Dealing with a topsy-turvy world
COVID-19 has turned mobility upside down. The implications of this crisis are profound and will remain long after the virus itself recedes. Mobility’s next normal will feature changing consumer behaviors, new roles for regulators, hyperlocal mobility, new forms of cooperation, and a changing focus on innovation. Given this uncertain environment, the need for a resilient business model and an agile organization will become even more important.

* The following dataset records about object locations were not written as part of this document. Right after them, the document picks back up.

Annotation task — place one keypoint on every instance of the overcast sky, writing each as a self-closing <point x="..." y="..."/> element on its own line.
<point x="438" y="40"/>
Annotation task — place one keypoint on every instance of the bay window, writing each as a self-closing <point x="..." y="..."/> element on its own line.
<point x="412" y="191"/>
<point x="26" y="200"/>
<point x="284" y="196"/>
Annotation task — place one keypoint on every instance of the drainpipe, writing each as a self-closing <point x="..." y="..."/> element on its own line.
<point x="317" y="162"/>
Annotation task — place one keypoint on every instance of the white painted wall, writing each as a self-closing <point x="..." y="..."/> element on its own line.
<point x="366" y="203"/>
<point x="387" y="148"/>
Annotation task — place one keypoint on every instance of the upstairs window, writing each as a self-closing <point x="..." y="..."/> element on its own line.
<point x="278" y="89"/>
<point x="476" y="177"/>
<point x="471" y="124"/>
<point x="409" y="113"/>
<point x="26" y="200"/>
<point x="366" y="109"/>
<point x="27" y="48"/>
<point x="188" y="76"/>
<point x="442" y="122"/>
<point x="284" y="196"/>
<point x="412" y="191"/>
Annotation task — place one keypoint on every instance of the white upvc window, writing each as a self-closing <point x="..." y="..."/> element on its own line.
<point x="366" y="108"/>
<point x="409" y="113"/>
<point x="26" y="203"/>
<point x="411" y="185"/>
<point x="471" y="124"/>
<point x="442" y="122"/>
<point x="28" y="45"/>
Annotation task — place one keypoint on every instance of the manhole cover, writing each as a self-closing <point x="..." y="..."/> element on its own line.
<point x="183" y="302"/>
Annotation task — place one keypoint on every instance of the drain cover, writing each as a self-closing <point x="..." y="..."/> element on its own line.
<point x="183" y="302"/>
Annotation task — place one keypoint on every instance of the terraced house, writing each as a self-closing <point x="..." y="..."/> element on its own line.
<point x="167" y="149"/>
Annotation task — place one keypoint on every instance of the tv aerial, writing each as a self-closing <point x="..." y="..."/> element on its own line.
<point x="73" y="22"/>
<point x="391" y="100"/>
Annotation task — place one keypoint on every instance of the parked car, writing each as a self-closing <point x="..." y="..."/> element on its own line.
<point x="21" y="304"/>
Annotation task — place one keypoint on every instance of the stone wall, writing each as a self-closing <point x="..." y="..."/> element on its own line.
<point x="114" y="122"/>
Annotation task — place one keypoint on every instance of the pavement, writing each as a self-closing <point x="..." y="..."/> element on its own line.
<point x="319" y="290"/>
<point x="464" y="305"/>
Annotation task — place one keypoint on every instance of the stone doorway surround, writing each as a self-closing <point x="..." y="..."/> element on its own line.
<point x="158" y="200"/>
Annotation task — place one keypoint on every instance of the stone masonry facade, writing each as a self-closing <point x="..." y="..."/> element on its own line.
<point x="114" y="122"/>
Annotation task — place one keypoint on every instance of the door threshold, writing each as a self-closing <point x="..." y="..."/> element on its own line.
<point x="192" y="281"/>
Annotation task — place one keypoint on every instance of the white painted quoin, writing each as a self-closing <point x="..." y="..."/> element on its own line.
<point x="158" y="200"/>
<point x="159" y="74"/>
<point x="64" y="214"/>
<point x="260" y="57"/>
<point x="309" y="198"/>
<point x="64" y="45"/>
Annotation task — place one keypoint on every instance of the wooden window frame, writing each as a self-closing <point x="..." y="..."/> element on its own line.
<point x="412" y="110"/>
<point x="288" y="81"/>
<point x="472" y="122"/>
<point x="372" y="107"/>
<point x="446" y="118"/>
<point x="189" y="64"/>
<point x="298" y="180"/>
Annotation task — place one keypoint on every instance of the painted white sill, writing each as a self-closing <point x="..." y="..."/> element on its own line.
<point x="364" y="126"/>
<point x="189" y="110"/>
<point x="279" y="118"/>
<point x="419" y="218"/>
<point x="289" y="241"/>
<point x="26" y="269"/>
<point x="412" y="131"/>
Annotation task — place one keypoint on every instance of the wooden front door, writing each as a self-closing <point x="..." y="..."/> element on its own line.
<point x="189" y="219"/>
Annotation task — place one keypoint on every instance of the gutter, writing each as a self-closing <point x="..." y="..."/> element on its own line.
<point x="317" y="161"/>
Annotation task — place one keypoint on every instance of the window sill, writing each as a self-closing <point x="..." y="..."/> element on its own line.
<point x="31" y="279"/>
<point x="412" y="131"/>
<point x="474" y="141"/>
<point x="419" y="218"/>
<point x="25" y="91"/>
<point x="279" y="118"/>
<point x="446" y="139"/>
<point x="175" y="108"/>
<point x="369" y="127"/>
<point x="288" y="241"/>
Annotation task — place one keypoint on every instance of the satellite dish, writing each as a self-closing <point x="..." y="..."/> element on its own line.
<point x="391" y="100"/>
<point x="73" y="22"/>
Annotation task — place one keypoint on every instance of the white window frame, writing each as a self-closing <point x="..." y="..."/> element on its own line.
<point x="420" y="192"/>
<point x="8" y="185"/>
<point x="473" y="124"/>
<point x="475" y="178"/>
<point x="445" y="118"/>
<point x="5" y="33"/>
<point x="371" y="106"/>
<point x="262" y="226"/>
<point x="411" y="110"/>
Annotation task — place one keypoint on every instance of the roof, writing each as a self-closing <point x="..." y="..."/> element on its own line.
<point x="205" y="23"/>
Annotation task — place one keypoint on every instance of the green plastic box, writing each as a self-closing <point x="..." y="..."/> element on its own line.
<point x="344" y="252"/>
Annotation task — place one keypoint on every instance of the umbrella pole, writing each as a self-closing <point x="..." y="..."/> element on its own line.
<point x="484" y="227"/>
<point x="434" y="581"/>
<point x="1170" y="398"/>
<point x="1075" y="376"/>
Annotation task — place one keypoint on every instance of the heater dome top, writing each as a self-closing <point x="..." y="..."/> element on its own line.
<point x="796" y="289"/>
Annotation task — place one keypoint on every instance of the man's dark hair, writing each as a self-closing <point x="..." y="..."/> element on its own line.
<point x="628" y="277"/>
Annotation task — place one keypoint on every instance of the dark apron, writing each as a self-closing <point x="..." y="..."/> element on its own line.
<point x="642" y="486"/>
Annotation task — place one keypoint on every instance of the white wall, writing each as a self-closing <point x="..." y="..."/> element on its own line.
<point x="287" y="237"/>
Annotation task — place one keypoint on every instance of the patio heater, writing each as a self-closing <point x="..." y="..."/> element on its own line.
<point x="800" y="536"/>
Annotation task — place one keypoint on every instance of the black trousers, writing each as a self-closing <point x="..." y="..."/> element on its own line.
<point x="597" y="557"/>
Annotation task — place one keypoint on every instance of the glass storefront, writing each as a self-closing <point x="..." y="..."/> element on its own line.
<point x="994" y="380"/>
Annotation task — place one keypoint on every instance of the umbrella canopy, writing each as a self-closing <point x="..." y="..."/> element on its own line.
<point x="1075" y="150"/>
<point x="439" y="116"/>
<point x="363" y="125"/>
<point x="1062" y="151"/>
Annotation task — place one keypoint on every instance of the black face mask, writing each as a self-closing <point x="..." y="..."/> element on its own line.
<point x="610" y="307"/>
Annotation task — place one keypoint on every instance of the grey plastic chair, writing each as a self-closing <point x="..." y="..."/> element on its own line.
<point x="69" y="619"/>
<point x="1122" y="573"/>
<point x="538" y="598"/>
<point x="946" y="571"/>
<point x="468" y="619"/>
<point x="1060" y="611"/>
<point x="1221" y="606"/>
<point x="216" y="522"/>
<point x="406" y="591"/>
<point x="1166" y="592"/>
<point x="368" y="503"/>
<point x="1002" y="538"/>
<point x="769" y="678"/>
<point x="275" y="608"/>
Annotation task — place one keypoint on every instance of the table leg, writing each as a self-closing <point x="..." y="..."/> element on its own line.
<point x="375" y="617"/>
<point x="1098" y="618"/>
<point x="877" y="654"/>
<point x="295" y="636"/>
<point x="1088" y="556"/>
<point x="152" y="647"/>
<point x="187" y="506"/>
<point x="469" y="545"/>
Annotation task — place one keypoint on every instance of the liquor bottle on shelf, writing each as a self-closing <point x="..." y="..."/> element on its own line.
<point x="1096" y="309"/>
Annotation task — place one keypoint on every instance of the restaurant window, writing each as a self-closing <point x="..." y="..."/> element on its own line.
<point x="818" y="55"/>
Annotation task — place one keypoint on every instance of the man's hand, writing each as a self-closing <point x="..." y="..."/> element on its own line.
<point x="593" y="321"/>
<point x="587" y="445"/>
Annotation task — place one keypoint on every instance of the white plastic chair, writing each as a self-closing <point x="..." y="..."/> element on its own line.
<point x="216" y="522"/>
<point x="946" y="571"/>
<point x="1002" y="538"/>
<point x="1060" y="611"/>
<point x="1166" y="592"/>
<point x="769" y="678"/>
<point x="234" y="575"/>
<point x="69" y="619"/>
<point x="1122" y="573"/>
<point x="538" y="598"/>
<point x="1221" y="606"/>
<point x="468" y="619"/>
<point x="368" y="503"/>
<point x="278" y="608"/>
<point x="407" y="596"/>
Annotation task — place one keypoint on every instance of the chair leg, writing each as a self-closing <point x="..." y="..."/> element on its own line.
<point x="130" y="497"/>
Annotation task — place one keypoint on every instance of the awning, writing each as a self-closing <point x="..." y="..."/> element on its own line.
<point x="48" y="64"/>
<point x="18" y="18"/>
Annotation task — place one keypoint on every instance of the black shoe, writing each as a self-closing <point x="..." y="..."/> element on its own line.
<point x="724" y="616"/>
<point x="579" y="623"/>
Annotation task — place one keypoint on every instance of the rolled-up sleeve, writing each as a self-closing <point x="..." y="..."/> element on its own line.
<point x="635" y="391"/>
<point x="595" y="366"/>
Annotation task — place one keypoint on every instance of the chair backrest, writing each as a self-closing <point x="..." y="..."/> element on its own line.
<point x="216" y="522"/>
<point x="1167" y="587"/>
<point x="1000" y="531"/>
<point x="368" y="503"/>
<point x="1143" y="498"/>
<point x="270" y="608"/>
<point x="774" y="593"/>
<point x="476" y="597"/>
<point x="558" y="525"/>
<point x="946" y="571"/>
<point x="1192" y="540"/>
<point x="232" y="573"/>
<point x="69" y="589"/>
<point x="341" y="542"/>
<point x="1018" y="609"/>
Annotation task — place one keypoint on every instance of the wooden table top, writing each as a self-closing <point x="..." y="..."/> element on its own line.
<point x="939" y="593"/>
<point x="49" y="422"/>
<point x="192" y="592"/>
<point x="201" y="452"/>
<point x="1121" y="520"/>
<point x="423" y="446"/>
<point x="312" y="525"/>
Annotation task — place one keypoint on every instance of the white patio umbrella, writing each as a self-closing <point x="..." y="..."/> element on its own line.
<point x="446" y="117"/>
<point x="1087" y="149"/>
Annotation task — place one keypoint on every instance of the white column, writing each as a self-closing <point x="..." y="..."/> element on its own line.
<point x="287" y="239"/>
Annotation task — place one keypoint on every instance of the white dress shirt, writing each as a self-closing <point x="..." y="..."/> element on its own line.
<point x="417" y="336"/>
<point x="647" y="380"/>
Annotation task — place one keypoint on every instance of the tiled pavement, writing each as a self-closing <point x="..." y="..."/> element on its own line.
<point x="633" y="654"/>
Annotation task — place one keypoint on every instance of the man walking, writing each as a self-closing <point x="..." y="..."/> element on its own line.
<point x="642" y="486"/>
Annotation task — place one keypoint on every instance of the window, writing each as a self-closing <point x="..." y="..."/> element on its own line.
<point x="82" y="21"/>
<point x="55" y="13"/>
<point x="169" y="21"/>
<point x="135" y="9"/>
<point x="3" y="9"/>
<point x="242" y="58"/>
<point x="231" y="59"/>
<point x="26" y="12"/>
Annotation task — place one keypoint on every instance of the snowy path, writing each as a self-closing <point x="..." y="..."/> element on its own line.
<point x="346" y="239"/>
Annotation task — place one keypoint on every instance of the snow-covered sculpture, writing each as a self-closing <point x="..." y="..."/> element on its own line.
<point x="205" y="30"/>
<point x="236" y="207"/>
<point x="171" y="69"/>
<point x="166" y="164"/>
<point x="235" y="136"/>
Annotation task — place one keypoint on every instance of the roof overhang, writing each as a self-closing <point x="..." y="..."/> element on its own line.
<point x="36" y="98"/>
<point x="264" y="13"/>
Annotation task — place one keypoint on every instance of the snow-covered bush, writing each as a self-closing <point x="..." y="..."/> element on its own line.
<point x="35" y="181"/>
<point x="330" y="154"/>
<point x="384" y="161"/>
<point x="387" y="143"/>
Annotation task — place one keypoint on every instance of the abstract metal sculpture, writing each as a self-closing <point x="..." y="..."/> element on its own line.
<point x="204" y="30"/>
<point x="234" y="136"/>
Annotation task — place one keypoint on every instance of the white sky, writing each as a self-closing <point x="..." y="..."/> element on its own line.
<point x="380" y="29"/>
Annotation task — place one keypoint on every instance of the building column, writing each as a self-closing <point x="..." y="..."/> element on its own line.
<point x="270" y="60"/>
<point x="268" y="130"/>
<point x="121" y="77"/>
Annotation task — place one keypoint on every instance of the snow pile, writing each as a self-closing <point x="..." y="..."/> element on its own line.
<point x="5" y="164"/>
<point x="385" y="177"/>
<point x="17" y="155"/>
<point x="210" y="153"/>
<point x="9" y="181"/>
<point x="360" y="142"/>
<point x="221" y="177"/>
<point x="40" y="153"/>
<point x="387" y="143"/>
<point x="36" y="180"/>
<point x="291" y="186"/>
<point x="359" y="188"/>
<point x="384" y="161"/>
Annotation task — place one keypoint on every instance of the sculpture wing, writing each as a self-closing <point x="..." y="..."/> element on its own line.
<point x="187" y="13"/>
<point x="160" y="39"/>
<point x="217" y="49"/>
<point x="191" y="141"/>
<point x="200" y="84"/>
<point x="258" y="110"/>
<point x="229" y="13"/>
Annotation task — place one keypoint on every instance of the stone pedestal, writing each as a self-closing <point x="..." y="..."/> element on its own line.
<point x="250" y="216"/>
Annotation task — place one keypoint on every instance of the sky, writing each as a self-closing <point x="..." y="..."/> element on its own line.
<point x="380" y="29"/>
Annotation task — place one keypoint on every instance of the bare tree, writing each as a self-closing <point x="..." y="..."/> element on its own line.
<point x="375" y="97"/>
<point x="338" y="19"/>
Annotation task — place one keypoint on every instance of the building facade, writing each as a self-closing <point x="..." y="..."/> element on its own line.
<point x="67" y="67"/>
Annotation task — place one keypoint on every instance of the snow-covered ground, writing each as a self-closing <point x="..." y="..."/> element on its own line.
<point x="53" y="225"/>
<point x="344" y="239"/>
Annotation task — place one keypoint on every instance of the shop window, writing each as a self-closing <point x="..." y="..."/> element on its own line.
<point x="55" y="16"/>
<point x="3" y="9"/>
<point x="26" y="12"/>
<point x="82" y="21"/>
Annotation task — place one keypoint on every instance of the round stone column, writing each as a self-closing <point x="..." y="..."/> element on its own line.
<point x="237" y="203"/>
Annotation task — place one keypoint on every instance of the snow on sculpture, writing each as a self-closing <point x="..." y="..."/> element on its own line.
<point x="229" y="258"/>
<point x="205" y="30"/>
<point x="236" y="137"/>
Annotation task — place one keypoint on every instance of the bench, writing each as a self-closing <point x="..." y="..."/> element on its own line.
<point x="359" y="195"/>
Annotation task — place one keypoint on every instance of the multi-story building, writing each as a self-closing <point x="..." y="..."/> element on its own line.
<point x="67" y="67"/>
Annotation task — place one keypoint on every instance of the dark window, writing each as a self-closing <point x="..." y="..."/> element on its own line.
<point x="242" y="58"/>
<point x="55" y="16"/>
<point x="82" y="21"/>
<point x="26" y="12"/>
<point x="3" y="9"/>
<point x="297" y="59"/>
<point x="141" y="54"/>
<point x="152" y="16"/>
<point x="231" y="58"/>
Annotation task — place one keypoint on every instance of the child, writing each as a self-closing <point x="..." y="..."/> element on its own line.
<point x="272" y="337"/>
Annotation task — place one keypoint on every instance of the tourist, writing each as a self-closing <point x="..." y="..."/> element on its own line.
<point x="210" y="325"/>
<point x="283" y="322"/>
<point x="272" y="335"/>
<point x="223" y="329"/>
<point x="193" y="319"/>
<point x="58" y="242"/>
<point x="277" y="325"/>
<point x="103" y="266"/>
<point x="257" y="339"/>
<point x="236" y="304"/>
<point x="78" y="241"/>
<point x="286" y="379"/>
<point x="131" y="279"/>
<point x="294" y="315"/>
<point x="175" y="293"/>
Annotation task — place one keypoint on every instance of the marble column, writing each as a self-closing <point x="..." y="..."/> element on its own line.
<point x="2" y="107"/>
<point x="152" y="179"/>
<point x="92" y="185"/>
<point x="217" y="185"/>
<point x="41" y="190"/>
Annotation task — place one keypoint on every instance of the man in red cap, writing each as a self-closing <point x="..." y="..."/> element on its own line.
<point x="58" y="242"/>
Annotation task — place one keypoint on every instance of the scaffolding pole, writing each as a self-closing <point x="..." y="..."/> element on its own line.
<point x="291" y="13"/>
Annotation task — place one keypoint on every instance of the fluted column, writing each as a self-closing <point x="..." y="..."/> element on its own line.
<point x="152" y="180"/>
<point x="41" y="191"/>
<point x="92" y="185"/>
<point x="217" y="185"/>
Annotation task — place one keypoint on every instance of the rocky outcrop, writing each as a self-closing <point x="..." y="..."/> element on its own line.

We believe the impact of the ACES trends will not slow down due to the pandemic. Traditional players need to stay in the game to avoid a diminished role in the ecosystem and missed chances to capture value. At the same time, players face increasing financial pressure and need to focus more attention on cash management. Cross-industry cooperation could be the key to attaining this balance.
Such teamwork could take different forms. For example:
Platform scale. OEMs use the existing platforms of “competitors” for new technologies. One example is the joint EV platform that two global automakers are developing.
R&D collaboration. Some automakers are pursuing joint R&D investments on ACES projects to share investment risk and accelerate development. Two European heavy-truck players used this approach to launch a fuel cell project targeting heavy-duty transport.
Investment consortia. Sharing capital expenditures for large-scale infrastructure projects makes sense. One commercial vehicle player is cooperating with an industry consortium in Austria to set up a system of fully electric last-mile delivery.
Supplier access to new customers and technology. The industry can use acquisitions and cooperation to support access to new customers and technologies, as one Chinese company did when it purchased a German automotive supplier’s rotating electrical-products unit.
Supplier consolidation for scale. Automotive suppliers can improve their margins on traditional commodity technologies by pursuing a “last man standing” strategy that can increase their market power. A major North American supplier is attempting this by acquiring its main rival.
The mobility ecosystem is rapidly changing as new agile ways of working and securing talent take hold. The crisis has massively speeded up decision making in traditional companies—a benefit that will likely remain long after the crisis has subsided.